OA primarily affects large, weight-bearing joints such as hips and knees. These joints over time get used a great deal and can begin to deteriorate. Also the joint that is affected by OA may be on only one side of the body and not the other.
In RA, it generally attacks smaller joints first, from the wrists to the toes, leaving them painfully red, warm and swollen and usually attacks on both sides of the body. RA can also spread from one hand to the other and then throughout the body to as many as 30 different joints. OA affects only a limited number of joints.
Deformity of joints is more common in RA than OA. It is not unusual for someone with RA to have their hands become severely deformed – a notable characteristic of RA is where the fingers appear to pull out to the side. These severe deformities can possibly lead to joint erosion and displacement.
People with OA are more likely to develop painful bony lumps or spurs in their fingers, shoulders, elbows, hips, knees, or ankles.
Nodules in RA
Around 20% to 30% of people with RA will develop firm nodules under the skin, usually seen on the elbows. These lumps can vary in size and can be as large as a golf ball, quite painful and are often a sign of more severe disease.
Nodules are not associated with OA.
Three times as many women as men are affected with RA. Women with RA tend to have more severe problems than men which include more severe pain and depression.
With OA, it seems to affect men and women at about the same rate, although the distribution depends on age. More men are affected with OA under the age of 55 while women may not develop OA until later in life.

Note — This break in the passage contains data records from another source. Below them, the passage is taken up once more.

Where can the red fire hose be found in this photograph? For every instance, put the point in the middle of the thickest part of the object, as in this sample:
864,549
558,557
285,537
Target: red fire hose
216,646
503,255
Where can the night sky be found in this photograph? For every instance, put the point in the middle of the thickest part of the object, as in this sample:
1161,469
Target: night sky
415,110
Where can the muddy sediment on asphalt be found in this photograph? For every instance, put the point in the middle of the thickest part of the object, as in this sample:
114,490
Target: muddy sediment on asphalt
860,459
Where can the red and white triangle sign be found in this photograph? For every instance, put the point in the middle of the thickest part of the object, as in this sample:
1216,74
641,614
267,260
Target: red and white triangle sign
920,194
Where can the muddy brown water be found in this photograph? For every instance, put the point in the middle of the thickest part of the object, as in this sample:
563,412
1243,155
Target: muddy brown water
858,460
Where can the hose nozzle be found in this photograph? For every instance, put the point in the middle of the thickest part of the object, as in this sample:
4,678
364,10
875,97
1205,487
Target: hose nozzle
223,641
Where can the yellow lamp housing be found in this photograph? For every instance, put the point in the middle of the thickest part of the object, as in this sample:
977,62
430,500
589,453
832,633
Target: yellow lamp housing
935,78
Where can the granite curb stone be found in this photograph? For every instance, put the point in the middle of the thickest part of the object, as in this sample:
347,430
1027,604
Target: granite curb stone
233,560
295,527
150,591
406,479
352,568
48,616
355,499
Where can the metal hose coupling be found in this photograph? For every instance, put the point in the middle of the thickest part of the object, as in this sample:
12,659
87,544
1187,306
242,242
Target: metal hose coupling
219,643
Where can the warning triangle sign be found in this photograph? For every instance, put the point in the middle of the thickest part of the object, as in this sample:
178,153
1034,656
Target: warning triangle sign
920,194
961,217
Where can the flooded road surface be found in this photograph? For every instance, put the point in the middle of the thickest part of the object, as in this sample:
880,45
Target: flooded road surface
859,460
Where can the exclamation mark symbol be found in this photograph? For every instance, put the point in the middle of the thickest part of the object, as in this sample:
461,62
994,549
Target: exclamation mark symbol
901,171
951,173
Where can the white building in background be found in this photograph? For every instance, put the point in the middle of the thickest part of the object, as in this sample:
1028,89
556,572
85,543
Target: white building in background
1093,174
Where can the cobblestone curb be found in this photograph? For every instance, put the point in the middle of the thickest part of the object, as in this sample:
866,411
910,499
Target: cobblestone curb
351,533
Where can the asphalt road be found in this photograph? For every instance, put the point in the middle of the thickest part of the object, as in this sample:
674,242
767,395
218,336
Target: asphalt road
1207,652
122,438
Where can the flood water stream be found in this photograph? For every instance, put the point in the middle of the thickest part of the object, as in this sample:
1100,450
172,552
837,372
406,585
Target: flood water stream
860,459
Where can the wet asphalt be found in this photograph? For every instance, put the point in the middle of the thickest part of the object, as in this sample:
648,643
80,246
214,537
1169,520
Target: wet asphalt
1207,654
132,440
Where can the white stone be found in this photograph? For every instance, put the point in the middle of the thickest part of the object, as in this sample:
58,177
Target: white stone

People affected with either RA or OA can wake up in the morning with stiffness. However those with RA will experience stiffness that can last for hours. While OA patients also wake up with stiffness, it usually subsides within half an hour.
The lifespan of someone with RA can be shortened by about three years, partly because of the increased risk of heart disease. However, there are current treatments that target inflammation that can help. The key to extending life in an RA patient is if they are diagnosed early enough to begin appropriate treatment.
OA has no specific impact on longevity other than the effect of making patients less active.